政府は会社更生法を適用させ、裁判所の管理下に置いて透明性の高い債務処理を目指す。これまでのように日航や銀行団の協議で再生を図る私的整理の案は、退けた。
いったん破綻処理する形になるが、8千億円ともいわれる巨額の債務超過を抱える現状からすれば、やむを得ない判断だろう。
近く、政府や支援母体の企業再生支援機構、主力取引銀行などが詰めを行う運びだ。7千億円以上の公的資金投入や、約3500億円に上る金融機関の債権放棄で合意できれば、日航が更生法を申請する。赤字の国際路線の大幅縮小や人員の大胆なリストラ、高すぎる企業年金の減額に手をつける。
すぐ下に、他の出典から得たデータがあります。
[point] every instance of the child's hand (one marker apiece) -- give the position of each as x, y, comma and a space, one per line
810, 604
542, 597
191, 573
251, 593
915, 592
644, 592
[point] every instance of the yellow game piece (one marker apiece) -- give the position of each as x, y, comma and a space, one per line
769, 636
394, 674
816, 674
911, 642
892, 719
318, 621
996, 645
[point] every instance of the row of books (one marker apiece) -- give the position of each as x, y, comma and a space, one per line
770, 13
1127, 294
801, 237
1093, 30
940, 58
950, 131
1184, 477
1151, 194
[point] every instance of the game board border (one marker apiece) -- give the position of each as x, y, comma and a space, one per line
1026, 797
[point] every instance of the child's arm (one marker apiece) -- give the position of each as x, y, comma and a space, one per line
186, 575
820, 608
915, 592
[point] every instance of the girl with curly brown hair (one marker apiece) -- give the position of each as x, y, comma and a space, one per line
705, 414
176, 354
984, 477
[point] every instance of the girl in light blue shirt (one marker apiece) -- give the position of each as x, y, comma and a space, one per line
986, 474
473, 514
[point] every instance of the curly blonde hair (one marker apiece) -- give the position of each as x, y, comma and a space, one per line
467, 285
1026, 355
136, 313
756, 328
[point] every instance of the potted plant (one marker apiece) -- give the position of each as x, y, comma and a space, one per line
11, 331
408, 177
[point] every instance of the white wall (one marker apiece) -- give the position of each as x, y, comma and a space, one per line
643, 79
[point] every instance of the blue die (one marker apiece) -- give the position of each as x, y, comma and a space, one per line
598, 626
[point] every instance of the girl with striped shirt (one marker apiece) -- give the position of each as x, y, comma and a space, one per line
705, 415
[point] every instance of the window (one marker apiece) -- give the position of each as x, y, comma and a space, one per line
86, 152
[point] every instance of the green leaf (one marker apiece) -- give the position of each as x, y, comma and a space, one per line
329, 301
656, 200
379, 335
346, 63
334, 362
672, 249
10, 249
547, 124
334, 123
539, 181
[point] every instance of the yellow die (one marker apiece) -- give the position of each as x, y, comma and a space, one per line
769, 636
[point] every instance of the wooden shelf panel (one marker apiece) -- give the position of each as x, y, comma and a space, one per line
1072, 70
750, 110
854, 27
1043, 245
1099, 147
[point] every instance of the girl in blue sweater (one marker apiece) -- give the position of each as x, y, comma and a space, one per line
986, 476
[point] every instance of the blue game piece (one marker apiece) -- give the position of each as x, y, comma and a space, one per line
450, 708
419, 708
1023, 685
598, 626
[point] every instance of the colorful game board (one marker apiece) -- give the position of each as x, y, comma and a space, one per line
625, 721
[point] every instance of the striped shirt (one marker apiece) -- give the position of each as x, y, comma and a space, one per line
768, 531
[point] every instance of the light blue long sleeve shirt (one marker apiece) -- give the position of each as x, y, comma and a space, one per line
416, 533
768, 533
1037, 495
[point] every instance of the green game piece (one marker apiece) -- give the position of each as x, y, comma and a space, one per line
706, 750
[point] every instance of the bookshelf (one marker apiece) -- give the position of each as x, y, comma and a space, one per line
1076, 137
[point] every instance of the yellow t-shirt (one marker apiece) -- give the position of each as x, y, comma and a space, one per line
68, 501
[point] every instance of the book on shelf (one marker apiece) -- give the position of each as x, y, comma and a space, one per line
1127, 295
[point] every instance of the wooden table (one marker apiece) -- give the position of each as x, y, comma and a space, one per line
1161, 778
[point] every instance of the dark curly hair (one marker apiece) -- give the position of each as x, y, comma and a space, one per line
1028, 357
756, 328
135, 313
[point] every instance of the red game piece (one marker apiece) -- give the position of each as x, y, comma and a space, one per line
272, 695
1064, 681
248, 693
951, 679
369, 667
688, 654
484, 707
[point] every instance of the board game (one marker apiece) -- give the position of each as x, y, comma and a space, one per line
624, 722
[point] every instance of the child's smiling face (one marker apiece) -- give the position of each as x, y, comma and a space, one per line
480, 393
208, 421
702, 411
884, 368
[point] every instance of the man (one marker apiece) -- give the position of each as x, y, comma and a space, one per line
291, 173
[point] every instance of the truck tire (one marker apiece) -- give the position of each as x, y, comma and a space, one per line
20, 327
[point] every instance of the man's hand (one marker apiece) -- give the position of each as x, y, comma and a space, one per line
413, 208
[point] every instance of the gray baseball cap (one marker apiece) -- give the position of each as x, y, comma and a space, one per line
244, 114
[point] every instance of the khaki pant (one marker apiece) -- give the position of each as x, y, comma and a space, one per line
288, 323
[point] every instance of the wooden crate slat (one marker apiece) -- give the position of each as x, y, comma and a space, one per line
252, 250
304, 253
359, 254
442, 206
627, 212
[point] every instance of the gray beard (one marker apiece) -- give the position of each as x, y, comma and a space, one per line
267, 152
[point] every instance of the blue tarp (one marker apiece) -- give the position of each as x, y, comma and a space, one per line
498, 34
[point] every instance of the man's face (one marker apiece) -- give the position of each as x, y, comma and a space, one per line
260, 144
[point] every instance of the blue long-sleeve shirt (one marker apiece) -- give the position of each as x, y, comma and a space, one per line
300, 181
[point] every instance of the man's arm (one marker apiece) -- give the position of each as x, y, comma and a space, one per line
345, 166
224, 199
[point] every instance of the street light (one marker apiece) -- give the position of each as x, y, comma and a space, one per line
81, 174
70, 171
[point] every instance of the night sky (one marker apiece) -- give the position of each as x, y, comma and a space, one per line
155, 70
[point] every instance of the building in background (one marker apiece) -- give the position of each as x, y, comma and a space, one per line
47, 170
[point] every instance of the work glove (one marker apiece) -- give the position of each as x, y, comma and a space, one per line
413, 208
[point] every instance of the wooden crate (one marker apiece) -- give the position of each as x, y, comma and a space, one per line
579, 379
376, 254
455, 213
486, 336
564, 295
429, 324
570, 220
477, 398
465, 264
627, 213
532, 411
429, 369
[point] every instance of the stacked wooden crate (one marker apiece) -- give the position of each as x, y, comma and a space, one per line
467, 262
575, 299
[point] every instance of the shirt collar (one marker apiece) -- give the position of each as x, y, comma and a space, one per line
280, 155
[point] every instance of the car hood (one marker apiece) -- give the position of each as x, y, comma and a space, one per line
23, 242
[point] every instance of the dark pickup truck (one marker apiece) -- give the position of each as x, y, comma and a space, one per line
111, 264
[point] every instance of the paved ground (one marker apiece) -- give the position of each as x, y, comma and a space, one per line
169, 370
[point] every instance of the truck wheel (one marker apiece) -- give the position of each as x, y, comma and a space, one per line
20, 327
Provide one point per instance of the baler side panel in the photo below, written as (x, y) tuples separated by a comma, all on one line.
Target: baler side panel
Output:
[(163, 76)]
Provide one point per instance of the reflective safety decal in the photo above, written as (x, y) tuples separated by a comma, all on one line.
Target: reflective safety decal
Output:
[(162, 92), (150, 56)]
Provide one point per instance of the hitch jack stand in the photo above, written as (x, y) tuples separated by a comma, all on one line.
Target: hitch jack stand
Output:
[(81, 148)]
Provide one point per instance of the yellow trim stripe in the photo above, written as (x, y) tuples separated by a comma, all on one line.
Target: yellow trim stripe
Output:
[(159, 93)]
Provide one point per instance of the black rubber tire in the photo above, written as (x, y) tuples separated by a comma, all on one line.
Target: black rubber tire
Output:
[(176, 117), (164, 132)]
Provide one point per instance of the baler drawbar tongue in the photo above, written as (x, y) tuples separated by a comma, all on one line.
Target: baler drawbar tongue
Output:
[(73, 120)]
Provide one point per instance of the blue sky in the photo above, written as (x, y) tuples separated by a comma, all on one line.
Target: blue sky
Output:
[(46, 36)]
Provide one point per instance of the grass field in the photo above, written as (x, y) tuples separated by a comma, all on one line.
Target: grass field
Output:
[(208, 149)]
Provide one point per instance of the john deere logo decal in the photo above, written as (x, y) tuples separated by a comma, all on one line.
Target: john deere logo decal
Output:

今のところそんなシナリオのようだ。
日航は既に何度も銀行側に支援を求め、私的整理の形で再建を図ってきた。ところが長年の親方日の丸の経営体質や、時の政権とのしがらみもあって、不採算路線の見直しなどは前へ進まないままだった。そこに最近の経済危機が追い打ちをかけ、経営は悪化するばかり。これ以上、傷口を広げてはなるまい。
ただ法的整理には「倒産」の印象がつきまとう。利用者離れに加え、海外での信用低下で国際線の運航に支障をきたしかねないという懸念が日航側や銀行団にあるようだ。
燃料や部品など運航に欠かせない取引の債権は特別に保護し、利用者のマイレージも維持する方針というが、実際にどうなるかは未知数の部分も多い。運航やサービスの混乱を、どう回避するのか。政府は周到に準備しておくべきだろう。
日航への助言機関座長である作家の柳田邦男氏は「法的整理は仕事への愛情を損ない、安全に支障が出る」と指摘する。現場での士気低下を防ぐ配慮も欠かせない。
巨額の公的資金を注いでまで日航を再生させる理由は何か。航空路線は遠距離移動に欠かせず、物流など経済活動の動脈だ。成長戦略の柱の一つである観光客誘致の下支えとする方策も求められる。
鳩山政権が発足して以来、方針がなかなか定まらず迷走してきた印象もある。今度こそ腰を据え、国民が納得できる再建策にしてほしい。